A Crawler for the Kademlia-part of the IPFS-network

For more details, see our paper. Academic code, run and read at your own risk

In a Nutshell

This crawler is designed to enumerate all reachable nodes within the DHT/KAD-part of the IPFS network and return their neighborhood graph. For each node it saves

The ID
All known multiaddresses that were found in the DHT
Whether it was reachable by the crawler or not, i.e., if a connection attempt was successful
The agent version.

This is achieved by sending multiple FindNode-requests to each node in the network, targeted in such a way that each request extracts the contents of exactly one DHT bucket.

The crawler is optimized for speed, to generate as accurate snapshots as possible. It starts from the (configurable) bootstrap nodes, polls their buckets and continues to connect to every peer it has not seen so far.

Run one or multiple crawls

To run a single crawl simply do:

make build
./start_crawl

Important note: For a successful crawl you need either to pull the preimages with git lfs pull or compute them yourself with make preimages. Note that the preimages only have to be computed once, it'll take some minutes, to compute them, though. start_crawl will be created at build time.

One crawl will take 5-10 minutes, depending on your machine.

For multiple crawls, use the autocrawl.sh script instead of start_crawl in the last line. It takes a duration in days and an optional directory to put logs into. Note that there will be a lot of output on your disk, one week of crawling (without logs) can lead to 30-50GB of data! The complete workflow is:

make build
./autocrawl [-l logdir] <crawl duration in days>

Compute statistics on the obtained crawl data

After running a few crawls, the output_data_crawls directory should have some data in it. The directory will be created if it does not exist. To run the evaluation and generate the same plots/tables as in the paper (and more!) you have the option to run it via Docker or manually. We've compiled the details here

Features

Node Caching

If configured, the crawler will cache the nodes it has seen. The next crawl will then not only start at the boot nodes but also add all previously reachable nodes to the crawl queue. This can increase the crawl speed, and therefore the accuracy of the snapshots, significantly. Due to node churn, this setting is most reasonable when performing many consecutive crawls.

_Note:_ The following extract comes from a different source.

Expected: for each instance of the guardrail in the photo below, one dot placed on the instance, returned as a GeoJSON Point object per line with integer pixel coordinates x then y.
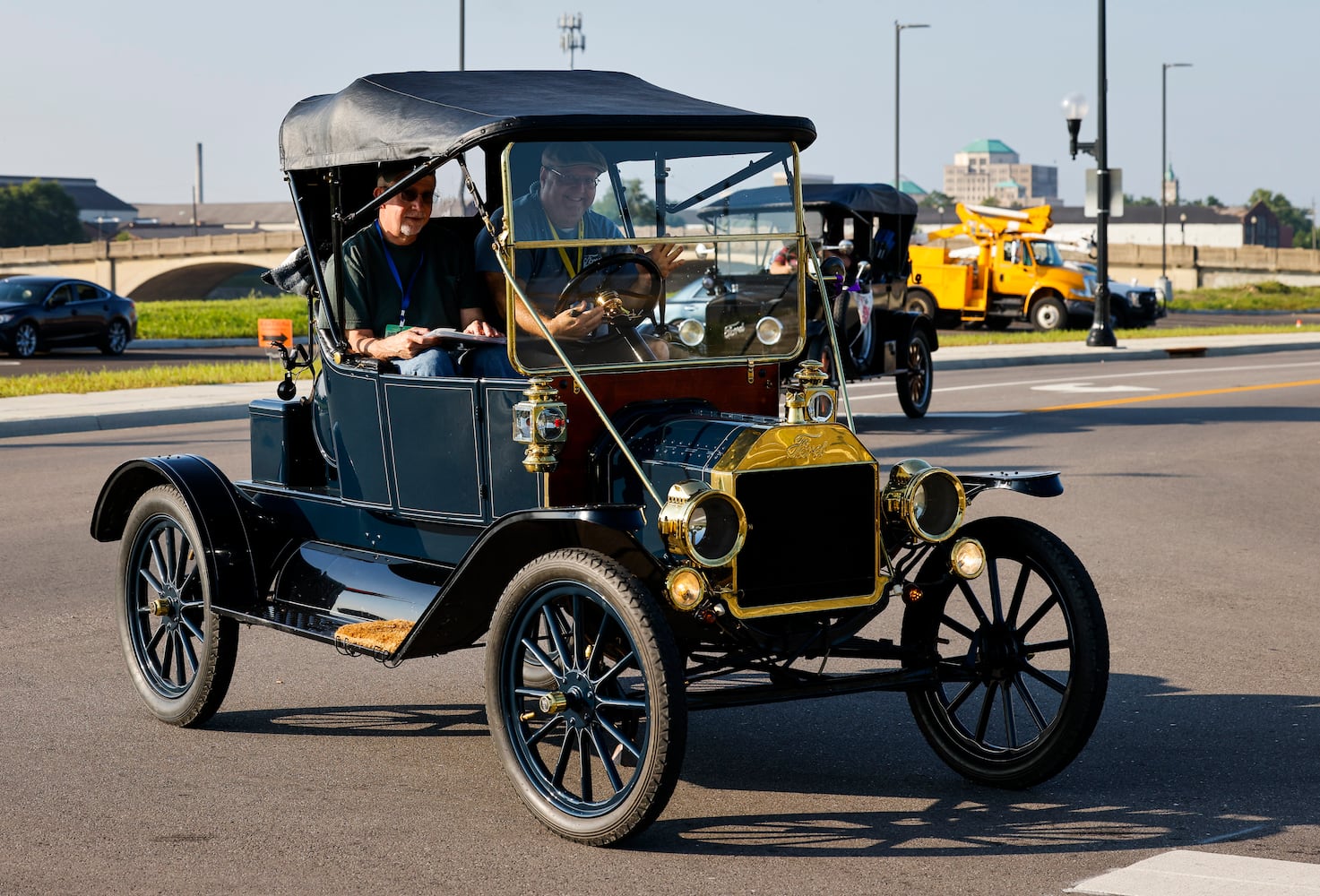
{"type": "Point", "coordinates": [153, 248]}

This property is enabled by default and will store the nodes in a file called nodes.cache.

Sanity Check ("Canary Peers")

The crawler enumerates the nodes in the network, but without ground truth it is hard to assess the quality and completeness of a crawl. Therefore, it might be desireable to check whether some known IPFS-nodes appear in the crawl. If configured, the crawler will check if it has seen the nodes listed in configs/cannary.txt. These can be well-known nodes, such as the ipfs.io-gateway, or self-run nodes, specifically started for the purpose of sanity checking the results.

Output of a crawl

Two files:

visitedPeers_<start_of_crawl_datetime>_<end_of_crawl_datetime>.json
peerGraph_<start_of_crawl_datetime>_<end_of_crawl_datetime>.csv

The dateformat is dd-mm-yy--H:M:S, where hours are in 24h format. For example, a crawl on the 20th of march 2020 that started at 11:58:17 and ended at 12:04:11:

visitedPeers_20-03-20--11:58:17_20-03-20--12:04:11.json

Format of `visitedPeers`

visitedPeers contains a json structure with meta information about the crawl as well as each found node. Each node entry corresponds to exactly one node on the network and has the following fields:

{
	"NodeID": "<multihash of the node id>",
	"MultiAddrs": ["<multiaddress_1>", "<multiaddress_2>", "<multiaddress_n>"],
	"reachable": "<whether our crawler could connect to the peer>",
	"agent_version": "<if a connection was successful, the agent version string>"
}

The NodeID is a multihash, the addresses a peer advertises are multiaddresses. reachable is true/false and indicates, whether the respective node could be reached by the crawler or not. Note that the crawler will try to connect to all multiaddresses that it found in the DHT for a given peer. agent_version is simply the agent version string the peer provides when connecting to it. Data example:

{
	"NodeID": "QmdGQGa1oJSqNekVinX3Vym4wXgwTnNbGHcW564pkkQzv8",
	"MultiAddrs": [
		"/ip4/192.168.1.3/tcp/4001",
		"/ip6/::1/tcp/4001",
		"/ip4/127.0.0.1/tcp/4001"
	],
	"reachable": true,
	"agent_version": "go-ipfs/0.4.20/"
}

Format of `peerGraph`

peerGraph is an edgelist, where each line in the file corresponds to one edge. A line has the form

source multihash;target multihash;<target reachable?>

Two nodes are connected, if the crawler found the peer target multihash in the buckets of peer source multihash. Example line:

QmY4N2q3kShvDnMy928SphJRXDEdAcJVDq5sjM5qLsnyHj;QmRXvASjWxqzPFDSvsqyzt9p6DyWNgZ8tVNqgNA4PTw1vk;false

which says that the peer with ID QmY4N... had an entry for peer QmRXvAS in its buckets and that the latter was not reachable by our crawler. Therefore, even though the two peers have an active connection (otherwise the latter peer would not be in the buckets of the former peer), the crawler could not connect to the second peer. Since many nodes reside behind NATs, this is not uncommon to see.

Bootstrap Peers

By default, the crawler uses the bootstrappeer list provided in bootstrappeers.txt. The file is assumed to contain one multiaddress in each line. Lines starting with a comment // will be ignored. To get the default bootstrap peers of an IPFS node, simply run ./ipfs bootstrap list > bootstrappeers.txt.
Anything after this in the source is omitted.